Dokploy supports Nixpacks, Dockerfile, and Docker image, and adds Heroku Buildpacks, Paketo Buildpacks, and Railpack on top. If your project already builds cleanly with heroku.yml or a buildpack, Dokploy lets you keep that workflow. Coolify will ask you to convert.
On the surface both tools look the same: Git-push deployments from GitHub, GitLab, Bitbucket, automatic Let's Encrypt SSL, a web UI for environment variables and database management. The build-system breadth is one of the few places Dokploy clearly stretches further.
One-Click App Catalogs
For non-technical operators who want to deploy known open-source services (n8n, Plausible, Supabase, Ghost, Listmonk, the usual self-hosted stable), the size of the one-click template library is a real differentiator. For some users, that is more important than other areas like performance or being lightweight.
Coolify offers 300+ one-click services across roughly 40 categories: AI, analytics, automation, databases, security, storage, and the rest. It is the larger library by a wide margin and the practical answer for non-developers who want a service deployed without writing a Compose file.
Dokploy's template library is smaller. The current Dokploy docs do not publish a clean count, so I'm not going to give you a number.
The practical answer: if your workflow is "deploy n8n, Supabase, and Plausible in two clicks each," Coolify wins this axis cleanly. If you write your own apps and just want them deployed, the catalog size doesn't matter and the other axes do.
How to Pick: Use-Case Recommendations
There's no single winner here. There are matches between a tool and a deployment shape:
- Non-technical team that wants a service library: Coolify. The 300+ template catalog is a meaningful edge.
- Docker-native developer who wants lightweight + standard Compose handling: Dokploy.
- ARM64 hardware (Raspberry Pi, ARM-based VPS): Coolify. Dokploy doesn't advertise ARM64 support in current docs; if you're on ARM, default to Coolify until you've confirmed otherwise.
- Multi-node clustering you'll use this quarter: Dokploy. Native Swarm vs. experimental Swarm is the swing factor.
- Pure Apache 2.0, no possible future paid tier: Coolify.
- Migrating from Heroku and want to keep Heroku Buildpacks: Dokploy.
- Worried about the January 2026 CVEs: an updated Coolify (v4.0.0+) is fine. The real question is your exposure model. If you can't bind the dashboard to a private network or VPN, Dokploy is the lower-stress choice: smaller surface and a shorter history of high-severity disclosures.
A Note on Deploying Either Tool
Once you've picked, the install itself is one command on either project, but there's a shortcut worth knowing about.

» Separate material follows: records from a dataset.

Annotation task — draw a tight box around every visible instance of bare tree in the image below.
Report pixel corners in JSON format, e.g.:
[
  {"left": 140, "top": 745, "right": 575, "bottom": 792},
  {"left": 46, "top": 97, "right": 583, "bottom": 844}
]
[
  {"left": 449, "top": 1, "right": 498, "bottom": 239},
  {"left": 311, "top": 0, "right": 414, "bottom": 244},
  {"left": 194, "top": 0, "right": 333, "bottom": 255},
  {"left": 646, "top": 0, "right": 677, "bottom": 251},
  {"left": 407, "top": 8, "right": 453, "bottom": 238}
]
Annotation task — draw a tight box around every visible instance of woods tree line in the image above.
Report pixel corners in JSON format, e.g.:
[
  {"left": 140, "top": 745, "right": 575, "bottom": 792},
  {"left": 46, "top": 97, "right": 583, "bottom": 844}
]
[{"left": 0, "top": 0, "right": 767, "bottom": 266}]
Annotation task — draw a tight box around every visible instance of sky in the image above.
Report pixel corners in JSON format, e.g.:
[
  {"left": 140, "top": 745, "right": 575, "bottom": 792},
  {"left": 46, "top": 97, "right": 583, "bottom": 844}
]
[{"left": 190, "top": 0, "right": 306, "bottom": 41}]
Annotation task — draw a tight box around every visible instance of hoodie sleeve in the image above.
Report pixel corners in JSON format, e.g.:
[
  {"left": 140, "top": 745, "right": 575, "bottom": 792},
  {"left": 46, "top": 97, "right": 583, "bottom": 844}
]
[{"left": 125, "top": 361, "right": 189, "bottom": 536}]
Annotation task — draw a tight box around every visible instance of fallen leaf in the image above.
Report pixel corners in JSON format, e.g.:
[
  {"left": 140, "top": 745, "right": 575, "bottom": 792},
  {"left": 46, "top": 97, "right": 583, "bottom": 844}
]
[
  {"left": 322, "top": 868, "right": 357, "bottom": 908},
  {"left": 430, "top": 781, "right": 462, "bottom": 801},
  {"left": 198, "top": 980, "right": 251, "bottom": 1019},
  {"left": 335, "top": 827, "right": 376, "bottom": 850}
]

Both Coolify and Dokploy are available as one-click deployments in our marketplace, with Ubuntu 24.04 and Docker preinstalled and the dashboard already accessible. If you want to skip the manual setup, the marketplace listings for Coolify and Dokploy are the fastest path. If you'd rather start from a clean OS and run the official installer yourself, both projects publish a one-line script; pick whichever fits your provisioning workflow.

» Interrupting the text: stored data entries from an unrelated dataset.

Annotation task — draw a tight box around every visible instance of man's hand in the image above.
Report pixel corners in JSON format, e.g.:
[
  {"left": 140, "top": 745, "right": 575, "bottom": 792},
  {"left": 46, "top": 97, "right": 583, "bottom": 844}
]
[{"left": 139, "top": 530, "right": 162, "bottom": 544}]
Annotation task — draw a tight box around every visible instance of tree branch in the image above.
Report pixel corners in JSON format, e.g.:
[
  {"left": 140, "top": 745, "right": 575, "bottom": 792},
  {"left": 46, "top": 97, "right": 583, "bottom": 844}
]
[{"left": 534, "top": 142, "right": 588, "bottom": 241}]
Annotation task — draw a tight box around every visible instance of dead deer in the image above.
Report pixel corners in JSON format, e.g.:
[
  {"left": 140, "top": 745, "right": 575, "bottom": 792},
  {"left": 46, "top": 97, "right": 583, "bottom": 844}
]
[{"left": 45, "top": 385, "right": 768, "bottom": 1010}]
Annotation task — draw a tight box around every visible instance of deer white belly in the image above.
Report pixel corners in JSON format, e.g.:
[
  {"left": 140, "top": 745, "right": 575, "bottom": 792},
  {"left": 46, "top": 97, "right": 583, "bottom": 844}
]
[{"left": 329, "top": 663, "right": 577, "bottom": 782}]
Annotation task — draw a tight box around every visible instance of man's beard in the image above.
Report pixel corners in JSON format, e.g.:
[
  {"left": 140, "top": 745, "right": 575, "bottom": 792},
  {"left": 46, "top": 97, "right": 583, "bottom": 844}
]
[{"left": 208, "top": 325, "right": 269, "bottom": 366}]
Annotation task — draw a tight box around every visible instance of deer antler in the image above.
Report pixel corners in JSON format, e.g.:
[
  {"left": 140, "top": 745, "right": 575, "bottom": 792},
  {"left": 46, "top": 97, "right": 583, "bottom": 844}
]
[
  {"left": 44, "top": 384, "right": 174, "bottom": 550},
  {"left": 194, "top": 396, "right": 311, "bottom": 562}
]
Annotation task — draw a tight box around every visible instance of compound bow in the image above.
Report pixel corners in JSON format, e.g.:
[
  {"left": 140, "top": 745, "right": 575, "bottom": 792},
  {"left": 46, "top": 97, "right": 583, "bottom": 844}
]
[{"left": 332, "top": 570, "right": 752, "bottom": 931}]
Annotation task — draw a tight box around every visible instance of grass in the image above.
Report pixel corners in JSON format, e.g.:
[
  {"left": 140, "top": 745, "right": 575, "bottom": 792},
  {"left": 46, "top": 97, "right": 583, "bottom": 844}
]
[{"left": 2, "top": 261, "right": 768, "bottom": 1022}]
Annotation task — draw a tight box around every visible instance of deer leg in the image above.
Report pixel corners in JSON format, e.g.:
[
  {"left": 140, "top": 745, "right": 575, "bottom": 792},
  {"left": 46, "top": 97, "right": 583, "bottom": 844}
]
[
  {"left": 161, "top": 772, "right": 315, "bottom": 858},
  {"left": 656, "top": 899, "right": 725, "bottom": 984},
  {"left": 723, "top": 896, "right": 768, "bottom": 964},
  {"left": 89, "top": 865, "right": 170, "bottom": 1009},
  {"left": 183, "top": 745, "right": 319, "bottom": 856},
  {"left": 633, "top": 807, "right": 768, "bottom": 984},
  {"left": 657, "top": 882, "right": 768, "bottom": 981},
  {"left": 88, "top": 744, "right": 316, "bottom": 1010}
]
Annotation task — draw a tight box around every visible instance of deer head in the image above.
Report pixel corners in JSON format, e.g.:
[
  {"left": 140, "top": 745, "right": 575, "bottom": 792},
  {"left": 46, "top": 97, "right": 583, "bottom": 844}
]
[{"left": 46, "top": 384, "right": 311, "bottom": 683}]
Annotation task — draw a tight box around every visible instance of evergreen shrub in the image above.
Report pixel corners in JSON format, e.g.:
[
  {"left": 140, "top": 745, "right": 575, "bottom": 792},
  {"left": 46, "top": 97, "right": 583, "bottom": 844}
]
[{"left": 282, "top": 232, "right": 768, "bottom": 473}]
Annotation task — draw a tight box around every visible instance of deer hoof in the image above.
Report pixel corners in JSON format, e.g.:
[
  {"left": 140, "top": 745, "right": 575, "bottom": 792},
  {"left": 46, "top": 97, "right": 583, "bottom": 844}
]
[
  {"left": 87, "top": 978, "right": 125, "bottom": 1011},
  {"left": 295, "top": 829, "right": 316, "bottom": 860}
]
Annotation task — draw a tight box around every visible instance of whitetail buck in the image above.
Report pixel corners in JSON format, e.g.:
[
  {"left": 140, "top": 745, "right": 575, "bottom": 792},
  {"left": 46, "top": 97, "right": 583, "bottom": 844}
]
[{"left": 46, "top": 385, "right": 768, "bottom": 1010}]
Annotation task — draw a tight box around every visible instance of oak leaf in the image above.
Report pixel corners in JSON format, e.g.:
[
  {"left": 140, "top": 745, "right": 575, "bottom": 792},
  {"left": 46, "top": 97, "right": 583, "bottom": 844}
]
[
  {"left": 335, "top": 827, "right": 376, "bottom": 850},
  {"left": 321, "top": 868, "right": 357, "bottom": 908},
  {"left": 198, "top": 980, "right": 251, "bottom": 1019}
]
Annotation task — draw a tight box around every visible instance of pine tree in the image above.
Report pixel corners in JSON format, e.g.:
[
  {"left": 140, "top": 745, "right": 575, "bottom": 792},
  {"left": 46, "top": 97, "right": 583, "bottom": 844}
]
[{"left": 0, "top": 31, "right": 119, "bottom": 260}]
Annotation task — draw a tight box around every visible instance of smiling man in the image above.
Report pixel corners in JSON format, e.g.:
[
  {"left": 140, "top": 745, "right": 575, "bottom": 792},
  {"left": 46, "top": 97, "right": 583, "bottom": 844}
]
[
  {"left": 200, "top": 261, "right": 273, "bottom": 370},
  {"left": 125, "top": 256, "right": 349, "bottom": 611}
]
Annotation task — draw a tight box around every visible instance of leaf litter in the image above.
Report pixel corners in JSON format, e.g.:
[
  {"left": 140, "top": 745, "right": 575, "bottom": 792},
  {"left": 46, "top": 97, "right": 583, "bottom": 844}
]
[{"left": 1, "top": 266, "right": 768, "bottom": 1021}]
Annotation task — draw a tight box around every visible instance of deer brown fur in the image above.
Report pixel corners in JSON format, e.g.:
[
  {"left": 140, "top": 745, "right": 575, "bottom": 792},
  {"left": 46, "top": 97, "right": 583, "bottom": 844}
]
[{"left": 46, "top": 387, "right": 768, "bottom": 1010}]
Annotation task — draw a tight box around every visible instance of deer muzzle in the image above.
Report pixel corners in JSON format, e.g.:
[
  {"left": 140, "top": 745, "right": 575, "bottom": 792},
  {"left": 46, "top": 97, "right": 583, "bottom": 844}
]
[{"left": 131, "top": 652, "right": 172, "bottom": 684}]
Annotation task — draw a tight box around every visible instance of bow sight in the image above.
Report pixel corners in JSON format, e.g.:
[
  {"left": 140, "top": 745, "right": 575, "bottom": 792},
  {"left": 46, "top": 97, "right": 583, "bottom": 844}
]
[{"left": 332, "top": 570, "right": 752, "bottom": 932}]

Frequently Asked Questions
Is Dokploy Still Open Source After the 2026 License Change?
Yes for the core platform. Effective January 21, 2026, Dokploy's core is standard Apache 2.0. A separate Dokploy Source Available License now governs code in proprietary/ directories, currently scoped to future enterprise features (SSO/SAML, fine-grained RBAC, audit logs, white-labeling). For solo and small-team self-hosted use, Dokploy is functionally open source.
Are the January 2026 Coolify Security Vulnerabilities Still a Concern?
The 11 disclosed CVEs are patched in Coolify v4.0.0 (released April 27, 2026). If you are running v4.0.0 or newer, the disclosed vulnerabilities are addressed. What's left is exposure: keep Coolify updated and don't expose the dashboard to the public internet. Bind it to a private network or sit it behind a VPN.